И сейчас я лежу, раскинувшись, на смятой постели в одних пижамных бежевых штанах, с нерасчёсанными волосами, с невидящим взглядом; на полу валяется то самое банное полотенце; мои пятки обдаёт приятным ветерком, влетающим с улицы через открытое окно; лежу, внимаю дзенским раскатам блюза и думаю, что я люблю его, моего друга.
В полусонном состоянии я философствую о мультфильмах.
После ухода моего друга я принялся, пожёвывая печенюшки и попивая очередную кружку чая, за просмотр диснеевских классических историй, которые с утра до ночи крутят на брендовом телевизионном канале. И теперь мне увлекательно думается о занятных парадоксах, связанных с каноническими персонажами этих мультиков. То, что Дональд Дак одет в моряцкую курточку, но мультипликаторами обделён штанами, - это нисколько не занимает моего внимания, как не занимает моего внимания и то, что Микки Маус и его суженая Минни - невероятных размеров мыши. Больше меня интересует тот факт, что пёс Гуфи эволюционировал в прямоходящего и законопослушного гражданина США с членораздельной речью и умением писать и читать, а Плуто, питомец той громадной, гипертрофической мыши, остался милой, но как бы то ни было - тупой, живущей в будке псиной.

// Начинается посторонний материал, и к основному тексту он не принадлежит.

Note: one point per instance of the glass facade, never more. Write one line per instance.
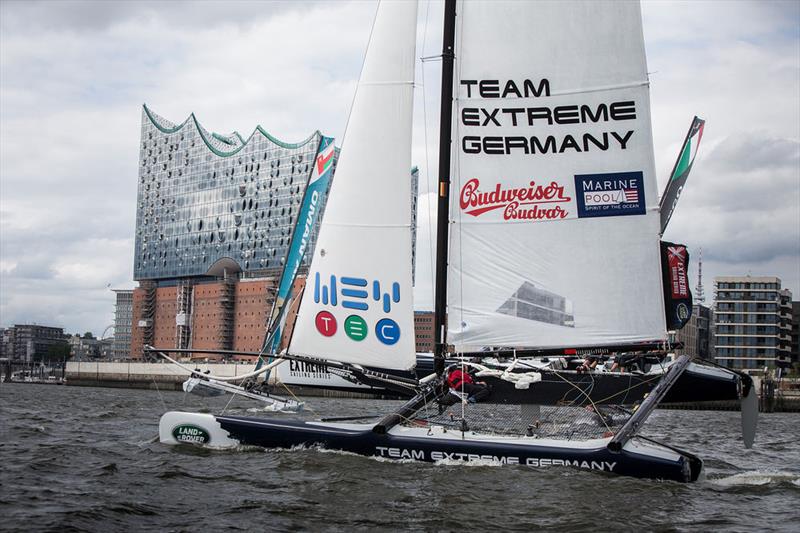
(752, 322)
(123, 320)
(203, 197)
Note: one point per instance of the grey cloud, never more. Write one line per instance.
(756, 151)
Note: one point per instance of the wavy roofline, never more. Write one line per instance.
(164, 129)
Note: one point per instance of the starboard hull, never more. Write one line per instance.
(637, 459)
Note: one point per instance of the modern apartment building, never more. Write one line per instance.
(215, 218)
(123, 321)
(795, 342)
(423, 330)
(28, 343)
(696, 335)
(752, 318)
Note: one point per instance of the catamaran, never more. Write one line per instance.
(546, 145)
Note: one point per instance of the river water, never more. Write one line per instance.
(77, 458)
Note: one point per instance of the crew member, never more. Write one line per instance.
(460, 380)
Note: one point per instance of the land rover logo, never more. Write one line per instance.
(191, 434)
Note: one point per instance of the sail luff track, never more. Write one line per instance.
(445, 124)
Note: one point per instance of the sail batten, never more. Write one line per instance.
(553, 206)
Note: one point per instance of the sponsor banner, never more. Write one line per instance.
(191, 434)
(677, 295)
(357, 304)
(553, 242)
(313, 200)
(312, 375)
(610, 194)
(680, 172)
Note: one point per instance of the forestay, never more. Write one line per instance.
(554, 205)
(357, 306)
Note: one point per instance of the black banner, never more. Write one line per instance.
(677, 294)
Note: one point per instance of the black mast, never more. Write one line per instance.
(446, 115)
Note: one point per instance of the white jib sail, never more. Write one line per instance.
(357, 306)
(554, 240)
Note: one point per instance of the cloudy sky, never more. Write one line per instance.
(73, 78)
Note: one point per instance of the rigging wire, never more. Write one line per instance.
(431, 248)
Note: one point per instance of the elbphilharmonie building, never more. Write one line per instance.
(214, 220)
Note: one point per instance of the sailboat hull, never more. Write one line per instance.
(432, 444)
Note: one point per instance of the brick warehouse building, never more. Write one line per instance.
(215, 215)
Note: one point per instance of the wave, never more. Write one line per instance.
(758, 478)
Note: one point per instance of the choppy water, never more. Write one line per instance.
(77, 458)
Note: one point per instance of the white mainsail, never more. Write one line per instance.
(554, 207)
(357, 306)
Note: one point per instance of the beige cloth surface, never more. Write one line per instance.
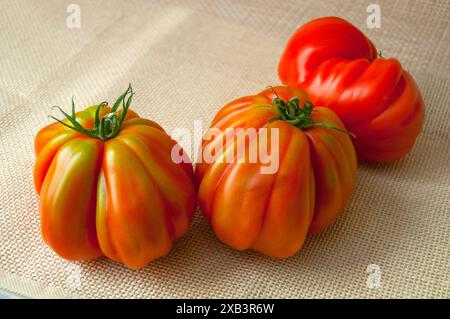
(185, 60)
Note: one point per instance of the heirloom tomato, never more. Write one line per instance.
(108, 186)
(272, 212)
(376, 98)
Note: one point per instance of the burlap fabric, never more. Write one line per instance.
(185, 60)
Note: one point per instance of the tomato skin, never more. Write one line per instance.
(124, 197)
(378, 101)
(273, 213)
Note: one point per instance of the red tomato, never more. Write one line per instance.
(375, 97)
(108, 186)
(272, 213)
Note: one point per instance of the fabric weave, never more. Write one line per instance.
(186, 59)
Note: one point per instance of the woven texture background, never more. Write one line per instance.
(185, 60)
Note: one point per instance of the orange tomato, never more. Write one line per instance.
(273, 213)
(108, 186)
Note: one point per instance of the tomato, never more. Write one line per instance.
(108, 186)
(273, 212)
(376, 98)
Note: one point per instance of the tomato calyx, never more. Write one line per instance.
(109, 125)
(299, 115)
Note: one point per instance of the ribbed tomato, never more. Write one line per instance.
(375, 98)
(273, 212)
(108, 186)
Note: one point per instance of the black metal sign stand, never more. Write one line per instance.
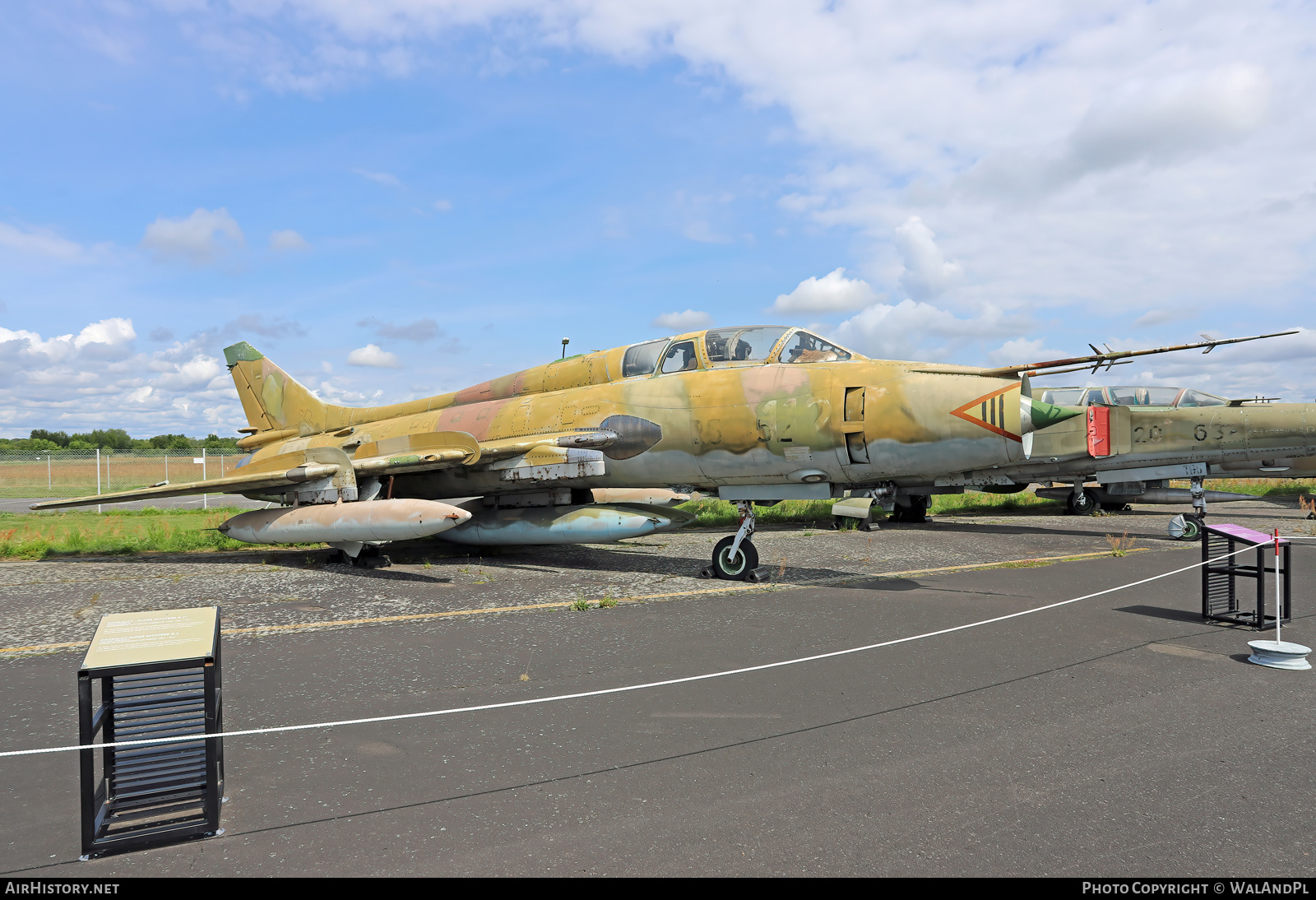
(1221, 596)
(155, 794)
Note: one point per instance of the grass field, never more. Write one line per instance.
(37, 536)
(32, 476)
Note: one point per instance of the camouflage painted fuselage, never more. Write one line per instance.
(859, 421)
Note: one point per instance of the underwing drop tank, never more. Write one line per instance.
(595, 522)
(340, 522)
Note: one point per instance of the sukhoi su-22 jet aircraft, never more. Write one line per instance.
(753, 415)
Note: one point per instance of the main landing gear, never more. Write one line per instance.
(1081, 503)
(734, 558)
(912, 512)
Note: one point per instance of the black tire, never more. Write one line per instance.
(915, 513)
(1081, 503)
(1191, 528)
(737, 570)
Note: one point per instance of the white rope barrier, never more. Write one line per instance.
(646, 686)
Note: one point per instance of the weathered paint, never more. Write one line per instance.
(581, 524)
(857, 421)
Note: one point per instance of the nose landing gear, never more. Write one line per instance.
(1189, 528)
(734, 558)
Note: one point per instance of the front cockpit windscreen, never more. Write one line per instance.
(681, 358)
(809, 348)
(1063, 397)
(1138, 397)
(1131, 397)
(642, 358)
(734, 345)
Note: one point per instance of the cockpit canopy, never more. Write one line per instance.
(1131, 397)
(750, 345)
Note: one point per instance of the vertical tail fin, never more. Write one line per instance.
(273, 401)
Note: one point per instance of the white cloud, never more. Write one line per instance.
(833, 292)
(1115, 157)
(686, 322)
(927, 272)
(199, 239)
(96, 379)
(287, 239)
(373, 355)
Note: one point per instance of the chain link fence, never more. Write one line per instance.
(82, 472)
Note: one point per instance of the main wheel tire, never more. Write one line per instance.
(1081, 503)
(737, 568)
(916, 512)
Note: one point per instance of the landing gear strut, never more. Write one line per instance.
(1081, 503)
(1189, 528)
(734, 558)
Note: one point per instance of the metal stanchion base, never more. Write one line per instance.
(1280, 654)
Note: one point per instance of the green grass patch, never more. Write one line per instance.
(39, 536)
(1261, 487)
(716, 513)
(980, 502)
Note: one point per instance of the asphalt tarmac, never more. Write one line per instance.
(1118, 735)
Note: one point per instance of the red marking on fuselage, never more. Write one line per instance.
(980, 423)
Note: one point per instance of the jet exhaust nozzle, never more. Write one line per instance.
(374, 520)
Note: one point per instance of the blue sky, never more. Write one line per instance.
(398, 197)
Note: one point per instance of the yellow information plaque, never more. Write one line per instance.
(158, 636)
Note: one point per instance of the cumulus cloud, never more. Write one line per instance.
(96, 379)
(927, 272)
(374, 357)
(1070, 155)
(199, 239)
(833, 292)
(287, 241)
(686, 322)
(1155, 123)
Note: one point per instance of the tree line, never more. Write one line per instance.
(114, 438)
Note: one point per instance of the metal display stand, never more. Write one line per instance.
(1221, 595)
(160, 676)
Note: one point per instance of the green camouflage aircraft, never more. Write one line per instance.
(753, 415)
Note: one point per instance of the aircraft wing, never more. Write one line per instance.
(401, 456)
(1110, 357)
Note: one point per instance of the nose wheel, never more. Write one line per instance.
(734, 558)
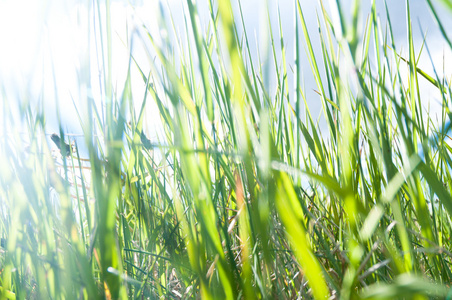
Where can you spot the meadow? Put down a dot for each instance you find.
(247, 194)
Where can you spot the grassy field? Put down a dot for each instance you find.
(243, 197)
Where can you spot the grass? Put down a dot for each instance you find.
(244, 196)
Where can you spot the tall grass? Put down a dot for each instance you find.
(245, 196)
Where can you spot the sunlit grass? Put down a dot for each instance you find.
(245, 197)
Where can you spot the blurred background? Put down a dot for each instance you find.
(51, 55)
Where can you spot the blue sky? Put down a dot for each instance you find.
(50, 47)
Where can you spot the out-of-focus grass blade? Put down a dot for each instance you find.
(292, 216)
(405, 285)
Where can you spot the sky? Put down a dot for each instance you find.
(49, 48)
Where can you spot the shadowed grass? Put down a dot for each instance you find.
(245, 195)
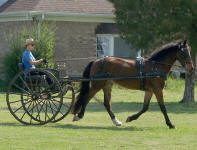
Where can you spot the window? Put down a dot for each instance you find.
(114, 45)
(104, 45)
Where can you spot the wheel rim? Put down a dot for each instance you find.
(30, 104)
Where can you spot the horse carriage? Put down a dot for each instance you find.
(40, 96)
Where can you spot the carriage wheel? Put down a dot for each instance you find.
(31, 99)
(68, 101)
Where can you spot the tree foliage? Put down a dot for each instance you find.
(146, 23)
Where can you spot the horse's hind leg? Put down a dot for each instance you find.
(147, 98)
(159, 95)
(107, 103)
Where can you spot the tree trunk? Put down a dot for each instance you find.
(188, 96)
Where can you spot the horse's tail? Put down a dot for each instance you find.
(84, 89)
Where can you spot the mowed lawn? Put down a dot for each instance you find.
(96, 131)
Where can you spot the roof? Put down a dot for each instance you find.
(72, 6)
(60, 10)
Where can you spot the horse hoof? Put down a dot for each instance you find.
(171, 127)
(116, 122)
(76, 118)
(128, 119)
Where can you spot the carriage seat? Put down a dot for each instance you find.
(20, 66)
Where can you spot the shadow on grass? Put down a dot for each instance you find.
(172, 107)
(88, 127)
(11, 124)
(77, 127)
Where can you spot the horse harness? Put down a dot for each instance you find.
(142, 75)
(154, 73)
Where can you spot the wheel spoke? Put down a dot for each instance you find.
(25, 83)
(21, 89)
(51, 108)
(40, 110)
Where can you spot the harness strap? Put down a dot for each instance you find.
(140, 66)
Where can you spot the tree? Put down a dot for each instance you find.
(149, 23)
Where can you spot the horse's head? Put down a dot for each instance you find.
(184, 56)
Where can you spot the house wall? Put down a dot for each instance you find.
(73, 40)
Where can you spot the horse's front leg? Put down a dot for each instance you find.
(107, 103)
(159, 95)
(147, 98)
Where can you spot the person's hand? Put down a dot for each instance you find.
(45, 61)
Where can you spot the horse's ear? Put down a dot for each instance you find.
(184, 42)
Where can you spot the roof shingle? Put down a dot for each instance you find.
(70, 6)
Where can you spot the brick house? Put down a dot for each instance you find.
(85, 28)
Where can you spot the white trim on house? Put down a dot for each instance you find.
(57, 16)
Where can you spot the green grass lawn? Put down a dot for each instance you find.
(96, 131)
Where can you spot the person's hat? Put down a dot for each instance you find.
(29, 41)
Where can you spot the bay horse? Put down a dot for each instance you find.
(160, 62)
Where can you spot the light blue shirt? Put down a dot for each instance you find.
(27, 56)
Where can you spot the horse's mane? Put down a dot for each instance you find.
(158, 53)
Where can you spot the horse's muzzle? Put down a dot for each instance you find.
(190, 66)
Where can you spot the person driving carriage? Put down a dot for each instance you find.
(28, 60)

Временами я задрёмываю, и недавние мысли отзываются во сне бессмысленными урывками и эхом, шаржем на логическое осмысление. Просыпаясь, я не понимаю, спал ли секунду назад. И снова проваливаюсь в забытье, так и не разобравшись в том, спал ли только что. На меня рычит собака. Хочет укусить. С оскаленной мордой прыгает на меня, пытаясь цапнуть за руку или живот, стремится выпотрошить меня, разорвать, кусками растащить по улице. Наконец ей удаётся вцепится мне в предплечье, но я не испытываю от этого боли. Я знаю, что зубы этой проклятой шавки впились мне в мясо, я вижу, что ручьём на асфальт течёт моя кровь, но боли не чувствую. Чувствую лишь смелость. Озлобленную храбрость и ожесточённую решимость выдавить этой суке глаза, чтоб под ногтями надолго остались следы от высохших коллагеновых соков, брызнувших и вытекших из злющих шаров этой паскудной твари; поднять собаку в воздух и шарахнуть её о трубу, чтобы её позвоночник сложился пополам; или просто забить камнем, проломив им черепушку этой бешеной зверюги. Но я не совершаю ни то, ни другое, ни третье...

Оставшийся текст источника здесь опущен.